Heat and work are not the state functions of the system. Why?

Suppose you have a thermodynamic system in a state $A$. In this state it has a certain amount of internal energy, $U_A$, because internal energy is a state variable. You can determine the internal energy by knowing only the state.

Now suppose the system undergoes some process - you don't know (or care) what - that leaves it in state $B$. Again, you can determine its internal energy by knowing only the state, and that energy will be $U_B$.

Clearly, to get from state $A$ to state $B$, the system had to gain a net amount of energy $\Delta U = U_B - U_A$. That fact is true no matter what the process was. Hopefully that's all clear so far.

But hopefully it's also clear that how that energy was transferred to the system depends on the process. There are many - or, well, at least several - different ways by which energy can be transferred in or out of a system, such as electromagnetic radiation, sound, gravity, or physically pushing on something. Different processes will use different methods, or different combinations of methods (because it's possible for a process to transfer some energy by EM radiation and some by sound, for example).

We've broadly grouped these methods of transferring energy into two categories, heat and work. Generally, the methods which involve the system pushing its environment around (or vice-versa) count as work, while others count as heat. (This should make sense because you need force and a change in position to have work.) So depending on the process by which the system gets from $A$ to $B$, the amount of energy transferred by heat methods and the amount of energy transferred by work methods can vary. Any basic thermodynamics textbook will give several examples to show how the distribution of energy transfer between heat and work depends on the process.

Of course, the total amount of energy transferred through all methods is always the same: it always has to be $\Delta U$. That's just energy conservation.

Think of it like this. When you have an object of mass $m$ which is held a height $h$ above some reference point, you think of it as having potential energy (considering only gravitational interactions) $U= m g h$, and gravity will exert an amount of work $W_g = m g h$ on the object. When you drop the object, it shall fall towards the ground, towards “equilibrium”, so to speak. You do not speak of the amount of “work” that the mass has when at its original height, nor of the amount of “work” lost, but of its energy (relative to a reference point) at any given state, $U$. Moreover, we say that this potential energy is a state function because it depends only on the initial and final heights of the mass in question.
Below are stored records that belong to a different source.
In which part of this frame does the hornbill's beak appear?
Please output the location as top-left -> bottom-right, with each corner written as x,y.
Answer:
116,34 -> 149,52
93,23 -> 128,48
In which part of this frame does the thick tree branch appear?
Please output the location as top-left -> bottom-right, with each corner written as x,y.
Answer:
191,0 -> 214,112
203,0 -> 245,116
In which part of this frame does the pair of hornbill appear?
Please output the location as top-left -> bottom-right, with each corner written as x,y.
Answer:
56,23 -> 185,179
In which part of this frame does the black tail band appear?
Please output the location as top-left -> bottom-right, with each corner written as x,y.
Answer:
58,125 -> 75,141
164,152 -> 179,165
In the same way, one does not concern his or her self with the amount of “heat” that an object has, since it is merely a term used to denote the amount of transferred energy between systems as they move in and out of equilibria. We speak of thermal energy, internal energy, free energies and such that are state functions of the system - in exactly the same way that the gravitational potential energy $U$ was in the mechanical analogue to this thermodynamical case. In the same way, we say that the thermal energy of the system is a state function insofar that it generally depends (more or less) on the initial and final temperatures and thermodynamic quantities of the mass in question.

Edit: I’ve reread your question and I want to make another point to clear things up. Yes, indeed, different paths can result in different amounts of heat transfer - the first law of thermodynamics states:

$\delta E = Q + W$, wherein $Q$ is the amount of heat flow into the system, $W$ is the work done onto the system, and $\delta E$ is the total state internal energy change of the system. One can see that one can input say, 100 J of heat and do no work on a system to result in a net change $\delta E$ of 100 J, and in the same way, one can divide that $100 J$ amongst $W$ and $Q$ to get the same effect.

The intuition is as follows. Imagine you have a jar of gas. You can increase the temperature (and so impart a positive $\delta E$) by adding $100 J$ of heat, or you may compress it by doing $100 J$ of work to gain the same effect. I hope that clears things up!

You and a friend are in front of a mountain. You both are at 100m elevation. Therefore you are in the same state. Now you walk up to the top, your friend takes the bus. Then you both compare how much energy you spent on your ways. You spent a lot more than he did. A third person comes and shows you the amount of energy he needed to go up by bike. 3 different levels of work done. But still you are all at the same state, for example 1100m elevation.

A function works like f(x) = y. If someone tells you how much energy he spent, can you tell him exactly, how high he got? If not, "energy he spent" is not a function of the state.